Poema del principal poeta neogriego Dionisio Solomós (1817-1857). La inspiración de un poema sobre el épico asedio de Missolonghi, nacida en los días de aquella gloriosa pasión y ya vertida en un ensayo oscurísimo, titulado La mujer de Zante (publicado por Kerofilas, en 1927), flotó en el ánimo del poeta desde el momento de salir de Zante (1828) y constituyó una tormentosa compañera de su vida.
En la cima de una experiencia literaria y humana se perfilaba, en esta obra total, una ión de las contingencias históricas en el mundo de los ideales humanos más elevados, de los valores universales y eternos (de Missolonghi a Grecia y a las ideas de patria y fe). Sin embargo, a pesar de un trabajo prolongado, de cerca de treinta años, el poema quedó incompleto en su redacción y, tal vez, en la concepción misma. Las reliquias, recogidas amorosamente de los papeles, del poeta por Polilás, no permitieron establecer una edición críticamente segura, manteniéndose borrosa la orientación y la selección entre las diversas variantes conocidas. Del poema quedan tres versiones o diseños. La primera, de pocos versos, se desarrolla en sextetos de rima alterna.

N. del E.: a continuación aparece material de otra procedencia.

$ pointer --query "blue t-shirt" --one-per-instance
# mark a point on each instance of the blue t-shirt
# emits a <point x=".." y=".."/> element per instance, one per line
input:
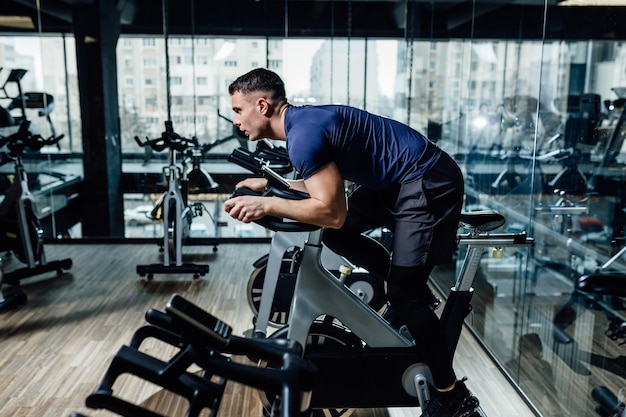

En la segunda, cuya línea aparece insegura por sus fragmentos, unos de cierta amplitud, los otros breves y de una sola estrofa, significa la preciosa conquista del pentadecasílabo épico (pareado). En la tercera versión, que representa una reelaboración de la precedente, con nuevas aportaciones valiosas, la rima decae. De sus fragmentos surgen los héroes, entre esperanzas, inquietudes y amarguras; es impresionante la descripción de la salida fatal, del cerco de hambre y fuego.
En las mujeres se observan las huellas del heroísmo suliota, hecho humano de algaradas populacheras, ennoblecido por un aura de humilde «pathos» que penetra en simples aspectos de la vida (los sueños, el canto, la danza, que no impiden los furores de la guerra). Frente al enemigo se afirman, en fin, las sublimes realidades del espíritu; despojados ahora los héroes de impedimentos y vínculos, se sitúan al nivel del sacrificio, de la muerte y de la libertad. La inspiración corre parejas con la elaboración más intensa e incesante. Las redundancias, la vacuidad fácil, van extinguiéndose a medida que la expansión introspectiva se desata en la expresión completa: surgen entonces intuiciones visuales, auditivas y olfativas, creaciones de atmósfera y estados de ánimo, ondas musicales y melódicas — canto fluido — y versos austeramente contenidos, efectos de sonidos y timbres, asonancias y doctas rimas íntimas. Palamás señala como romántica — casi diríamos dionisíaca — la inspiración de la obra. La elevación de una materia ardiente y agitada en tensión, verdaderamente clásica de intuición-expresión es, por el contrario, el esfuerzo y la meta del gran poema.